La salle Jean-Paul-2 était bondée ; au moins 200 personnes. Moyenne d’âge : 60 ans environ et très peu d’étudiants, ce qui est grave. J’ai fait le même constat pour le colloque que j’avais organisé à Lyon-3
Je ferai un compte rendu de ce livre quand je l’aurai lu, mais dès lors je peux présenter le fond de la conférence le concernant ; tout comme le livre que j’ai feuilleté, et la conférence que j’ai suivie, Thierry Magnin peut être compris par un large public, dans la mesure où ce public s’interroge sur le sens de la vie, de l’humanité et de l’univers car l’auteur est très pédagogue et, surtout, il connaît bien le sujet (il fut professeur de physique des matériaux à l’Ecole des Mines de Saint Etienne-42, et il est docteur en théologie).

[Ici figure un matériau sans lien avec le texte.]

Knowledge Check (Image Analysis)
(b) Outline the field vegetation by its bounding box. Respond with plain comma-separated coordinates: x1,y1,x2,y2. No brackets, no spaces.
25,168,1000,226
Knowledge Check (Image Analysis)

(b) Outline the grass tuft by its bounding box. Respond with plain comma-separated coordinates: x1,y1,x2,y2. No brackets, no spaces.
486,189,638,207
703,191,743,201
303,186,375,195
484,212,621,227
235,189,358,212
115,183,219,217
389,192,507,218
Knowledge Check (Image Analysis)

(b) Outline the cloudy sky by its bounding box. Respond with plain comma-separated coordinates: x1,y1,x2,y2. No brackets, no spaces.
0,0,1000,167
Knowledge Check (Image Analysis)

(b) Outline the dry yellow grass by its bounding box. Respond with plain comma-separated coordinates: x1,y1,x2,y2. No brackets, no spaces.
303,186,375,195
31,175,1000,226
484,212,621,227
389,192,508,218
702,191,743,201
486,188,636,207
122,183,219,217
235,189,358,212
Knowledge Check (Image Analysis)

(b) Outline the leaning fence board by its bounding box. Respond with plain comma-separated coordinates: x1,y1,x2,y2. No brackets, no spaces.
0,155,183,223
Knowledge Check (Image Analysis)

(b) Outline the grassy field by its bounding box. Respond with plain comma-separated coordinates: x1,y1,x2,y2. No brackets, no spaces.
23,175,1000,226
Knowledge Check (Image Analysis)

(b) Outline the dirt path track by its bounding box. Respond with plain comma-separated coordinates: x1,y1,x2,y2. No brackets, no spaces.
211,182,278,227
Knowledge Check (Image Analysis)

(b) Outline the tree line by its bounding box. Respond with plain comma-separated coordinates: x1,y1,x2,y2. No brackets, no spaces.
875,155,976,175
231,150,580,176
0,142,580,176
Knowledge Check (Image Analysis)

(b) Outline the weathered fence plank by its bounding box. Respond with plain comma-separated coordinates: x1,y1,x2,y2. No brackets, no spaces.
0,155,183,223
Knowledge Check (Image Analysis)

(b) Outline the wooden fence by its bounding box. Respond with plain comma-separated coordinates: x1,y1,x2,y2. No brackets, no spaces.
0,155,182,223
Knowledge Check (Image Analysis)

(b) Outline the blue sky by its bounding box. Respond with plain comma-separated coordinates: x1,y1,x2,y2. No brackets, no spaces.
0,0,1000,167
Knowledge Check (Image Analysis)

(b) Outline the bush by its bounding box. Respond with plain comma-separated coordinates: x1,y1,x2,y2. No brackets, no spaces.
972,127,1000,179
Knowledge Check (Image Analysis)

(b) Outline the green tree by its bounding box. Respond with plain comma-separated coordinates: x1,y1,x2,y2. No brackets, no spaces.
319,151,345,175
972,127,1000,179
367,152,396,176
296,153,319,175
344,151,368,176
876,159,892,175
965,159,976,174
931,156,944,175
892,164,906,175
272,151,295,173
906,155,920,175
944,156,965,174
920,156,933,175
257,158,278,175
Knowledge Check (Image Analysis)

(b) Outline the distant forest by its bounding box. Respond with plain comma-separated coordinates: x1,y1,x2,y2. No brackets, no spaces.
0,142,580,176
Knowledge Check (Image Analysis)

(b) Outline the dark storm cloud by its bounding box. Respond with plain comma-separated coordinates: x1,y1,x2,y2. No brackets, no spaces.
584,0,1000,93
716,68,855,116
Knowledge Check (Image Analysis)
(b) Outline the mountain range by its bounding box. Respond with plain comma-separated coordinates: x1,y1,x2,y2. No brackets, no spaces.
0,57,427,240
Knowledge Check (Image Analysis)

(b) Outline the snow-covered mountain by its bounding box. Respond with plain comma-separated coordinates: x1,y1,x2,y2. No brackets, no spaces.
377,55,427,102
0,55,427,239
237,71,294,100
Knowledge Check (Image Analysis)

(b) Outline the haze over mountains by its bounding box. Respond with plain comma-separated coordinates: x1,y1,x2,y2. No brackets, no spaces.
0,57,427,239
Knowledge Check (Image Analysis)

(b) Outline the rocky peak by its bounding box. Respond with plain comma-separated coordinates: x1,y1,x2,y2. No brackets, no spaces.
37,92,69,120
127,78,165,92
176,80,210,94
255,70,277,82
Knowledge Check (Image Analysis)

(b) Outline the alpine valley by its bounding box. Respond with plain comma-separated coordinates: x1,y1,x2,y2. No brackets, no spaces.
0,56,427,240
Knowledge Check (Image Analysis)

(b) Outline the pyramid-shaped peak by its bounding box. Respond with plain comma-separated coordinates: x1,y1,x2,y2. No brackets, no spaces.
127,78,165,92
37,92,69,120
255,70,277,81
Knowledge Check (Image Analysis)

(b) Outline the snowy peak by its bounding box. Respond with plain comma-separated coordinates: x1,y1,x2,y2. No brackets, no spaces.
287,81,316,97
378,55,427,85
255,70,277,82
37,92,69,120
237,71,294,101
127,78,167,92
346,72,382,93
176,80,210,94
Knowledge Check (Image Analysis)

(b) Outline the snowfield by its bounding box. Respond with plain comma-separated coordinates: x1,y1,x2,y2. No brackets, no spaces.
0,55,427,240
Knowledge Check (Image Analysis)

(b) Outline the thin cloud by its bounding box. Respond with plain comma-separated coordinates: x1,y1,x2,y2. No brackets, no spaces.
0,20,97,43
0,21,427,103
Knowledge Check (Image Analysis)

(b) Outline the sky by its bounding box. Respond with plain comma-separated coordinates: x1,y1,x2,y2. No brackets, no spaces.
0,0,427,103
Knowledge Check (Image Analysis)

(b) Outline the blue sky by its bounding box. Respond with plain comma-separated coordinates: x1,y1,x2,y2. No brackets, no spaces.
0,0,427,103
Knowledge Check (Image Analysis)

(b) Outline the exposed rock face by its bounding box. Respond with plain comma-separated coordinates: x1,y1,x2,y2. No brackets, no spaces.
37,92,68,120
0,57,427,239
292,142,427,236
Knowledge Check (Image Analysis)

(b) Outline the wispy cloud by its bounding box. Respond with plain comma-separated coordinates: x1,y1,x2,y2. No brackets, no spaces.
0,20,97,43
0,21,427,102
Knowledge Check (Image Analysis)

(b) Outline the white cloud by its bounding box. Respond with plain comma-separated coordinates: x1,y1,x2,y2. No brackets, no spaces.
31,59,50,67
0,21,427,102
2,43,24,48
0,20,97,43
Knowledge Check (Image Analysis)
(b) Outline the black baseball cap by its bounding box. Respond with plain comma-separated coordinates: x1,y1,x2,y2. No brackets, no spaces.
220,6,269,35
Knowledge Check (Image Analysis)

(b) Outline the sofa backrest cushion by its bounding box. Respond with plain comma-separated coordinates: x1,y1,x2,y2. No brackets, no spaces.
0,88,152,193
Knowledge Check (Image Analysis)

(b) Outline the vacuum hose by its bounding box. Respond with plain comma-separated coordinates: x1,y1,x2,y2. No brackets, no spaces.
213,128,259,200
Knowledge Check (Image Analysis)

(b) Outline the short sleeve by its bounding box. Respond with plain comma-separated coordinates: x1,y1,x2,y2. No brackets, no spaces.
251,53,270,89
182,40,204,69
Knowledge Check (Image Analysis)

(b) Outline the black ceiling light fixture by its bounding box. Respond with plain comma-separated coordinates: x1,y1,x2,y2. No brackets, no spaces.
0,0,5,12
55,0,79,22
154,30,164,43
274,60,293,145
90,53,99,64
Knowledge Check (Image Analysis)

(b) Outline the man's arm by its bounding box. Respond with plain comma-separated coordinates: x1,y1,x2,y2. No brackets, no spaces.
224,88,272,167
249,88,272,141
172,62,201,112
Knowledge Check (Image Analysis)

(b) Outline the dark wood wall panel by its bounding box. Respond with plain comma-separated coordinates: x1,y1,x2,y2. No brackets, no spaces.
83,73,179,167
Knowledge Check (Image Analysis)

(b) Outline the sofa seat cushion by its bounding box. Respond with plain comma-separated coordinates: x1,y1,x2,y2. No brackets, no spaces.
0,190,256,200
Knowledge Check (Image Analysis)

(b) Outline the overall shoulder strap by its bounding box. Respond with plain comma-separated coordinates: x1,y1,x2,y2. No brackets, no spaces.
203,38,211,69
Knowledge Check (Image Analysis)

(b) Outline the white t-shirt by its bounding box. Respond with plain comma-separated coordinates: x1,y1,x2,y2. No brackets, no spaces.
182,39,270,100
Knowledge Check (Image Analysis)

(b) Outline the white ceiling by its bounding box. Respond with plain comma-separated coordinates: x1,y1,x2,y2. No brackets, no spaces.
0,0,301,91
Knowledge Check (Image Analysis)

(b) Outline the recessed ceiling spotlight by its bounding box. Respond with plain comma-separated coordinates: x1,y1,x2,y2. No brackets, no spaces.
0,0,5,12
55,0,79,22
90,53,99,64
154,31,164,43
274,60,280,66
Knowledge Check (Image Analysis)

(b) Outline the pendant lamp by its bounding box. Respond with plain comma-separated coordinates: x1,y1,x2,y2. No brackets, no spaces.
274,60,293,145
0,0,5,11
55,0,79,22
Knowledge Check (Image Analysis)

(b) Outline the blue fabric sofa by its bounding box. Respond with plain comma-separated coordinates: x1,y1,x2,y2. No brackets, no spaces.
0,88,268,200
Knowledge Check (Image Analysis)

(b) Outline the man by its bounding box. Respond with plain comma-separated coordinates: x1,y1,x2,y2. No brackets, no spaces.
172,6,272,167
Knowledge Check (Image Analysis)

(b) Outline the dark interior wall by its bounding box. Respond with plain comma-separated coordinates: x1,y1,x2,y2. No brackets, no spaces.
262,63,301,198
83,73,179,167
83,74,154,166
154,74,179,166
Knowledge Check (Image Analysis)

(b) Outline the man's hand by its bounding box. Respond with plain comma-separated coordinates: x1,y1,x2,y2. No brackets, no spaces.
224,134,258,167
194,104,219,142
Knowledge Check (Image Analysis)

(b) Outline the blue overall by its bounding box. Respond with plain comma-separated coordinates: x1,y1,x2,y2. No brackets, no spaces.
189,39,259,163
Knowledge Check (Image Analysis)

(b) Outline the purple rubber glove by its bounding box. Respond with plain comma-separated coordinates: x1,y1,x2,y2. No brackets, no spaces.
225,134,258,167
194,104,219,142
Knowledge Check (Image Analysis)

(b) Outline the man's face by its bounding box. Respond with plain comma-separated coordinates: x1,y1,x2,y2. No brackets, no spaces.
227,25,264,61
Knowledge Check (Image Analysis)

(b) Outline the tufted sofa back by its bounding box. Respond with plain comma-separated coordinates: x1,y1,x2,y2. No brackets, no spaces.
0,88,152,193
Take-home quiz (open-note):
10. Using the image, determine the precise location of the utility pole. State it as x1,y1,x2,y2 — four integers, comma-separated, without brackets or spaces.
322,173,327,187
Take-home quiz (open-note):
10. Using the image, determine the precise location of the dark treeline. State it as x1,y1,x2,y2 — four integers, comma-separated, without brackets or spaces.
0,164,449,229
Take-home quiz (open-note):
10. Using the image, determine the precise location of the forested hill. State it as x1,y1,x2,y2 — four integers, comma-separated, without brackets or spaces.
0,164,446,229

Après introduction de la conférence par un professeur de philosophie, Thierry Magnin remarqua avec humour qu’il avait bien reconnu son livre dans cette présentation et ajouta qu’un livre, dès sa sortie, n’appartient plus à son auteur car il est emporté dans le flot des interactions , noyé, repris et digéré dans l’océan complexe des sensibilités individuelles. Cela confirme l’une des thèses de l’auteur selon laquelle l’observation d’une chose modifie la chose elle-même .
La trame du livre consiste à démontrer, que ce soit dans le domaine scientifique ou celui de la spiritualité, que le début de la recherche laisse entrevoir une « certaine compréhensibilité » des choses et que, plus on avance dans cette recherche, la complexité augmente en proportions exponentielles et le but recherché devient de plus en plus impossible à trouver. Telle est la loi de la recherche et il faut se faire une raison, admettre cette « incomplétude » mais ne pas abandonner car, dans l’infinie complexité, le sage peut découvrir en lui une voix, un souffle, une intuition mystérieuse qui donnent un sens à cette recherche.
A ce propos, le conférencier se réfère à Nicolas de Cues, théologien du début du XVe siècle qui reprit un vieux précepte retrouvé dans toutes les traditions, celui de « docte ignorance » soit : faire le vide en soi afin de faire taire le brouhaha de nos savoirs lesquels, si avancés soient-ils, sont toujours incomplets et aberrants si l’on ne s’en tient qu’à eux. C’est en cela que consiste » l’expérience d’incomplétude ».
Thierry Magnin aborda aussi les problèmes qui causent à notre conscience des contradictions telle la plus célèbre d’entre elles dans le domaine des religions chrétiennes : « Jésus, vrai homme et vrai Dieu » dont la résolution se fait dans l’unité qu’est le Tout, Il est les deux à la fois, l’idée et l’œuvre. Comment admettre cette impossibilité devant laquelle est placé le cerveau humain, que deux choses puissent se résoudre dans l’unité ? Il faut nous réfugier dans l’humilité qu’imposent le mystère divin et le symbolisme du triangle équilatéral que Thierry Magnin évoque. Peut-être que cette contradiction majeure n’est-elle qu’apparente si l’on parle de complémentarité au lieu de contradiction ?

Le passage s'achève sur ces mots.